The Cabinet this week approved a long-awaited new public-only Sláintecare consultant contract after months of negotiations, which is now being considered by consultants’ representative groups.
It is understood the Department of Health rejected a range of concessions being sought by the consultants’ groups during negotiations, including that the salary of up to €252,000 per year be increased based on inflation, and that private patients be treated in public hospitals for a longer period than was ultimately offered.
Consultants wanted up to 10 years’ grace period, arguing it was the same timeframe given for Sláintecare implementation, to be allowed to continue treating private patients in public hospitals, but it’s understood the contract allows for three years, with the amount of time permitted to continue giving private care reducing over the period.
When it comes to sabbaticals, medical sources argued they are common in industries with high levels of stress and burnout.
They also wanted pay and pension restoration for consultants hired after 2012 and to be allowed to continue giving care in public hospitals to private patients indefinitely for some specialisms, including maternity care. Medical sources said there are no private medical hospitals in the country, meaning private patients must be treated in public hospitals.
They sought the 4 per cent increases agreed between Government and the public sector unions in the Building Momentum public pay deal, but all these were knocked back during negotiations.
The terms of the deal were thrashed out in recent months with the Department of Health’s Secretary General Robert Watt leading talks with the Irish Medical Organisation and the Irish Hospital Consultants Association (IHCA).
The deal on the table will offer salaries up to €252,000 for consultants, who will be allowed to continue giving private care to patients off-site.

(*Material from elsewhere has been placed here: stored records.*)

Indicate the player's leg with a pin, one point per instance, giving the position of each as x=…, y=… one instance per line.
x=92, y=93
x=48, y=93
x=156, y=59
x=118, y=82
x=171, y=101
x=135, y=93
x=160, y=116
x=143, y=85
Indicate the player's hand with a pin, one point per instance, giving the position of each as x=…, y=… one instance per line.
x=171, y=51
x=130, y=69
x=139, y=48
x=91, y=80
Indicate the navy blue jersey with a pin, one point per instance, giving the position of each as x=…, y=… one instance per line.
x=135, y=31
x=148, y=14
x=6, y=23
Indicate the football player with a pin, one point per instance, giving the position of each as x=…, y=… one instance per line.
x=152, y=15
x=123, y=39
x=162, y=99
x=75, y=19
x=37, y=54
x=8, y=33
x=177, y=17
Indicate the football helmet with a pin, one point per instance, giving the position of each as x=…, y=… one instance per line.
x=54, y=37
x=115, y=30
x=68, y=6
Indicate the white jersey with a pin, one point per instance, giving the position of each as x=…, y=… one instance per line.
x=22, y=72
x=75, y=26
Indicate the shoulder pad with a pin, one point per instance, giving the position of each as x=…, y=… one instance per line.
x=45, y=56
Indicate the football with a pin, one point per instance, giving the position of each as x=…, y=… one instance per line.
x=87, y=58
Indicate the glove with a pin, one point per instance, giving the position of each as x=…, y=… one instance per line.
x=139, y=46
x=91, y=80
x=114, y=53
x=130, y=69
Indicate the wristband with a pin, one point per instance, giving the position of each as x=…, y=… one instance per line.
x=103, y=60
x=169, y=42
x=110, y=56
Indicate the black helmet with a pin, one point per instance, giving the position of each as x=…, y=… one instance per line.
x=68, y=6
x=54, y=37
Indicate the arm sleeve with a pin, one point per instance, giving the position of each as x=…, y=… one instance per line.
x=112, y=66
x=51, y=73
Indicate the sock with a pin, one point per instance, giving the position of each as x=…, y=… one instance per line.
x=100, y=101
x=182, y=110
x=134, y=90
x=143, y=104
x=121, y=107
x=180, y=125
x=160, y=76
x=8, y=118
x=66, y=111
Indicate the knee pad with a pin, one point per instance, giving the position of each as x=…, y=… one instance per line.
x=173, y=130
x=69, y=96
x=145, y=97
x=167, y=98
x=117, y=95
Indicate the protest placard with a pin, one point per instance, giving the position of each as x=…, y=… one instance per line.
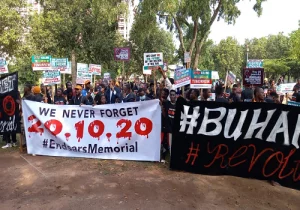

Added extras bring total remuneration possible under the contract towards €300,000 annually.
Minister for Health Stephen Donnelly has said the implementation of the new contract “will maintain the momentum of reform and improvement in our health services”.
He said the ratio of consultants to the population in Ireland has “historically been far too low”.
It is hoped, sources said, that extended working hours contained in the contract will lead to a better flow of patients through hospitals, with more consultants present to discharge people over the weekend and also to assess people who may not ultimately need to be admitted after having seen a more senior doctor.
Under the terms of the contracts, consultants will work a 37-hour week within a window of 8am-10pm Monday to Friday and 8am to 6pm on a Saturday. They will be able to receive additional pay for on-call duties and overtime, and once they have met their commitments to the public contract, to engage in off-site private practice.
The consultants’ representative groups are reviewing the deal. In a guarded statement on Wednesday, the IHCA said it had “communicated our views on Minister Donnelly’s proposal consistently to both the Minister himself and the Secretary General of the Department of Health”.
It said that 900,000 people were on waiting lists to see hospital consultants and more than 900 permanent posts were unfilled. “Despite progress in discussions over the recent period, the Minister and Government have moved on and ended talks with representative bodies.”
“There remain a number of critically important issues that need to be addressed to ensure any proposed contract will reduce waiting times and address the consultant recruitment and retention crisis,” IHCA president Rob Landers said.